Village in Kent, England

Bredgar is a village and civil parish in the Borough of Swale, Kent, England.

==Location==
The village lies to the southwest of Sittingbourne on the road between Tunstall and Hollingbourne (previously the B2163). The M2 motorway crosses the parish. Junction 5 is west of the village.

== Population ==
Bredgar has a population of 682 according to the 2021 UK Census figures.

==History==
A hoard of 34 Roman gold aurei was discovered in the parish in 1957. It is thought to be related to the Claudian invasion, possibly buried by a soldier before the Battle of the Medway.

In the reign of King Henry III (12th century), Robert de Bredgar, resided here and his name appears in an ancient roll of the benefactors to the monastery of Davington (in Faversham). The village was then named after this family.

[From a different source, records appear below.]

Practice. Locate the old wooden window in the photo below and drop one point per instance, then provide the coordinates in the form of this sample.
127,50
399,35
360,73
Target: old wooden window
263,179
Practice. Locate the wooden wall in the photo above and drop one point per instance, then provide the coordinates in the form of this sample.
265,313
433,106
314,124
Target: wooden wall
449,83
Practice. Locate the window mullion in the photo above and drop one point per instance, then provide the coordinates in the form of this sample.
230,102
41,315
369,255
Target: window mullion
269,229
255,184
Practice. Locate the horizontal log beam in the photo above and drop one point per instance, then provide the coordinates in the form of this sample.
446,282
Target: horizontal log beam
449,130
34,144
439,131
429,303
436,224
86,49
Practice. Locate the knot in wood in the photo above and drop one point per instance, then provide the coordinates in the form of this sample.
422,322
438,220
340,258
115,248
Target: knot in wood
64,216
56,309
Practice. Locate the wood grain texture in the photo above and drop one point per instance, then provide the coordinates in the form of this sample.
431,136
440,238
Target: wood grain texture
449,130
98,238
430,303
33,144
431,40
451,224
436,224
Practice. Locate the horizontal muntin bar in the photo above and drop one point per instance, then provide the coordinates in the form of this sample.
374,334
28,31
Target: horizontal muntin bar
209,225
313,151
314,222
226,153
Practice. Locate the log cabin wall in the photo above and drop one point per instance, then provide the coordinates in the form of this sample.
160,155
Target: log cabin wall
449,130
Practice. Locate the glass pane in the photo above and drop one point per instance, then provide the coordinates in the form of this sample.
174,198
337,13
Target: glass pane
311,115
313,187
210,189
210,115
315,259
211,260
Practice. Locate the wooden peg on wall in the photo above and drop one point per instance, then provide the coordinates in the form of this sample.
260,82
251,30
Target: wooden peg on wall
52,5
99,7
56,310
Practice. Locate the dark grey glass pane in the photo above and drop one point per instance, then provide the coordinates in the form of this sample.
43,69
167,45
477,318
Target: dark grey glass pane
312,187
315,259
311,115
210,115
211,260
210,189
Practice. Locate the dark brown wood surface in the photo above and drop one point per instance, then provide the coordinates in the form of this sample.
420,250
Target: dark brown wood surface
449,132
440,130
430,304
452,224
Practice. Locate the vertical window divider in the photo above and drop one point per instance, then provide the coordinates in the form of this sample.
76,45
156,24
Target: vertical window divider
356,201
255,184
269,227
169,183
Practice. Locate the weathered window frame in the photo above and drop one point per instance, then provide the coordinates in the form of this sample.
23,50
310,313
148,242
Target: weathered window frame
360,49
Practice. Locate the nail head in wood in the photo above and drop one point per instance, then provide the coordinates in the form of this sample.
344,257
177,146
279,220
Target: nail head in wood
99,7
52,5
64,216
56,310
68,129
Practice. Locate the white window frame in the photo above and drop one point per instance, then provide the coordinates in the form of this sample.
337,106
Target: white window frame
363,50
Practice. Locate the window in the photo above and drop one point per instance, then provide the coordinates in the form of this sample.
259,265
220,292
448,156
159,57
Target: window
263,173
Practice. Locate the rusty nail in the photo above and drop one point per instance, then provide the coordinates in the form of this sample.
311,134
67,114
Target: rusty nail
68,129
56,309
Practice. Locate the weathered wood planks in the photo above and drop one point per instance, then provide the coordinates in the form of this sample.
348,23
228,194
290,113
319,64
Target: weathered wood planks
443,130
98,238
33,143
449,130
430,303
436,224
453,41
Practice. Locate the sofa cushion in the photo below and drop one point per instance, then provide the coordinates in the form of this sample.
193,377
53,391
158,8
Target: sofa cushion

The village was originally called Bradgare. The parish had around 1300 acres of land, of which one hundred acres are covered by wood. With Tunstall and Bobbing, it was controlled by the Manor of Milton.

==Features==
The parish includes several Grade II listed buildings. These include Swanton Court, a 16th-century house, and the 15th century Mann's Place. Bredgar House is in the centre of the village, and was constructed in the 18th century. A war memorial was constructed in the village centre by the pond in 1920, to commemorate soldiers fallen in World War I, and later updated for World War II. It was Grade II listed in 2007.

The parish also has its own church, St John The Baptist Church, which is in the diocese of Canterbury, and the deanery of Sittingbourne. It is Grade I listed. King Henry III gave out alms from this church to the leprous women of the hospital of St. James, (alias St. Jacob), near Thanington, near Canterbury. It was refurbished in 2014, including the installation of running water.

The Sun Inn is the village's pub. It has existed since the 16th century and features a large garden.

Bredgar is home to the privately owned Bredgar & Wormshill Light Railway, a steam railway with a collection of various locomotives and rolling stock. The railway is open to the public on Saturdays through the summer.